Some brands charge additional marketing fees, which are pooled for national promotions.
🤝 Can These Be Negotiated?
Yes — to a reasonable extent.
But you need to understand that:
- Large brands (like Shree or Pepperfry) are usually firm on their fee structures.
- Mid-size and new franchises (like Big Bash House) may be more flexible to attract good partners, especially in Tier 2 or 3 cities.
So, it’s not about “bargaining” — it’s about presenting a strong business case for why the brand should offer better terms.
✅ When Is the Right Time to Negotiate?
Timing matters. Try to discuss fees before signing the agreement, ideally after:
- You’ve received the full franchise kit
- You’ve had at least one call/meeting with the brand
- You understand their model thoroughly
Don’t delay too much — good opportunities get picked fast.
💬 How to Prepare for the Negotiation
Like in any good negotiation, preparation is key. Here’s what to do:
1. Research Competing Franchises
Check what similar brands charge. For example:
- Momo Nation Cafe may charge ₹5–10 lakh franchise fees.
- U.S. Dollar Store 99 might start around ₹3–6 lakh.
If the brand you’re considering is higher without justification, that’s a point to bring up respectfully.
2. Understand Your Strength
If you’re offering:
- A prime location
- Retail experience
- Bulk investment or plan to open multiple units
…you have more leverage. Mention that upfront.
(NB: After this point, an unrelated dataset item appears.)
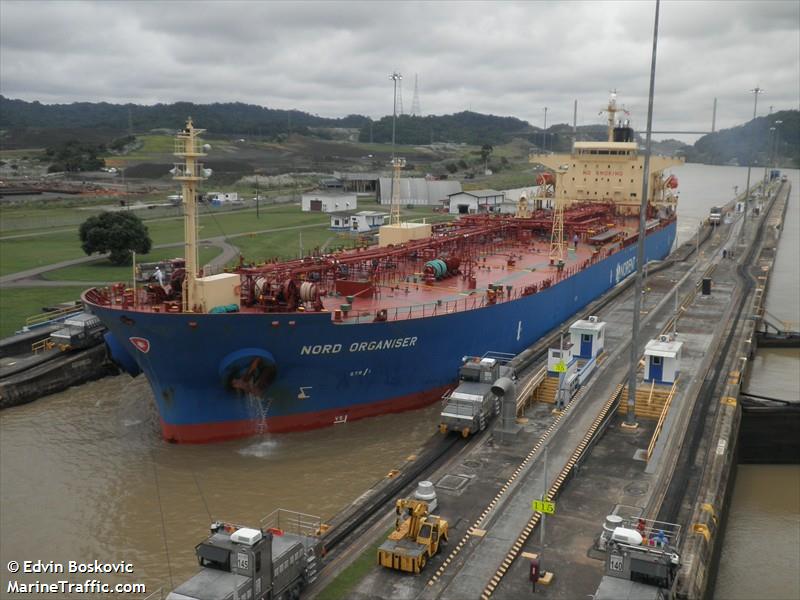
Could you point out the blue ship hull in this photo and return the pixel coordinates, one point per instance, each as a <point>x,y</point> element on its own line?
<point>323,372</point>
3. Review the FDD (Franchise Disclosure Document)
Look at:
- Royalty % terms
- Lock-in period
- Refund policy
- Marketing support
Sometimes, brands quietly include hidden charges. Flag anything unclear.
🗣️ How to Start the Conversation
Start with respect, but confidence. Here’s an example:
“I’ve reviewed your proposal and I really see potential. I’m ready to move ahead, but would like to discuss a few commercial points, particularly franchise fee flexibility and ongoing royalty.”
Avoid saying:
- “Can you give me discount?”
- “I’m just trying to save money.”
Instead, focus on value exchange.
💡 What You Can Negotiate
Here are areas where negotiation is usually possible:
1. Lower Franchise Fee or Installment Option
Some brands may reduce the fee slightly or allow split payments.
💬 Example:
“If I sign up this week, would you be open to reducing the fee or offering a payment milestone?”
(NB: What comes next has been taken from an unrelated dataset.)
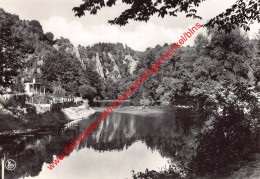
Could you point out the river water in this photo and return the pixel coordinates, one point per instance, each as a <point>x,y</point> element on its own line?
<point>123,143</point>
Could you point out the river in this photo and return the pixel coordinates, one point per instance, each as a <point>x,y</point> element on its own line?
<point>123,143</point>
2. Reduced Royalty for First 6 Months
New businesses take time. Ask if the royalty can be lowered initially or made flat instead of a %.
💬 Example:
“For the initial launch phase, can we agree to a reduced royalty or cap it till break-even?”
3. Performance-Based Incentives
Propose a model like:
- Full fee after hitting ₹X revenue
- Royalty waivers if opening a second store within 1 year
This is attractive for both sides.
🧠 Case Study: How One Investor Saved ₹2.5 Lakhs
A franchisee from Jaipur planning to open a Big Bash House private theatre negotiated:
- A ₹2 lakh waiver on franchise fee
- 3 months royalty-free period
- Marketing assistance for local influencer tie-ups
He was able to justify this because:
- His location was near a premium school
- He had prior event management experience
- He committed to open a second unit within 18 months
The result? A win-win deal — and a great example of smart negotiation with trust.
🧑💼 What Do Experts Say?
Rohit Sharma, a franchise consultant with 12+ years of experience, says:
“Franchisors appreciate clarity and commitment. If you’re prepared and serious, they’ll often match your effort by being flexible on terms — especially newer or expanding brands.”
⚠️ What Not to Do
While negotiating, avoid these mistakes:
❌ Being too aggressive or rude
❌ Using threats (“I’ll go to your competitor”)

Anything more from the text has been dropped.